Filing of nominations for the Presidential election often provides some comical situations. This writer was the Returning Officer for the Presidential Election in 2007. Men in their ministries would come to file nominations wearing crowns and fancy dress ringing bells. Many of them could hardly stand and were physically supported by their assistants. 'Dhartipakars' are regular contestants in the Presidential election. Although their nominations do not survive beyond the scrutiny stage, they file nominations religiously for the heck of it. One reason which enables them to file nominations and which are required to be considered at the time of scrutiny is that there is a lacuna in the law.
Under the law a nomination can be rejected at the threshold only if it is not accompanied by a certified copy of the entry relating to the candidate in the electoral role of his Parliamentary constituency. Non-serious nomination would be accompanied by this document so they cannot be rejected. The law requires that every nomination must have fifty electors as proposes and fifty as seconders. The funniest part of these non-serious nominations is that their proposers are mostly mythological characters like Ram, Sita, Hanuman, Ravan etc. Some candidates have Ram, Sita and Ravan together as proposers and seconders. If an appropriate amendment is made in the law these nominations could be rejected at the filing stage itself.

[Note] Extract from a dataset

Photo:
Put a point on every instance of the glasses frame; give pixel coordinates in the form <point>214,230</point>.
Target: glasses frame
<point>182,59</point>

Presidential election is an indirect election, but the whole nation participates in it. The constitution makers put in an indirectly elected President because under the system of responsible Government introduced by the Constitution, real power would vest in the Ministry, so it would be anomalous to elect the President directly by the people without giving him real powers (Constituent Assembly Debates). However, the formula laid down in Article 55(2) ensures that the President is in effect elected by the country as a whole. Further, the federal character of the republic is emphasised by the parity that is secured between the State and the Union in terms of votes. For example, the total votes of MPs are 549408 and those of MLA are 549474. Similarly, there is almost uniformity in the scale of representation of States in the Presidential election. For a total population of 549302005, the value of vote is 549474. The method of computation of votes and their value has been ingeniously worked on to ensure that an elected President truly represents the people of the country.
The Prime Minister has always been very careful about the choice of the Presidential Candidates. There is always a disturbing thought at the back of a Prime Minister’s mind that a Politician President may create constitutional and political problems for his Government. There were serious difference between Rajiv Gandhi and Giani Zail Singh. In the above case the differences were well known. But there have been undisclosed and un-discussed differences between Prime Minister and President in the past. If a particular individual chooses to act as a rubber stamp President, that is his choice. But the Constitution can be used by a determined President to make the Prime Minister and his Council of Ministers lose sleep on occasions. That is the reason why a Prime Minister becomes extremely careful about selecting a Presidential candidate. People may innocently believe that our MPs and MLAs elect the President. But it would be more correct to say that it is the Prime Minister who chooses the President. That explains why no one is making a guess, as they would invariably go wrong.
Author is a former Secretary General of the Lok Sabha.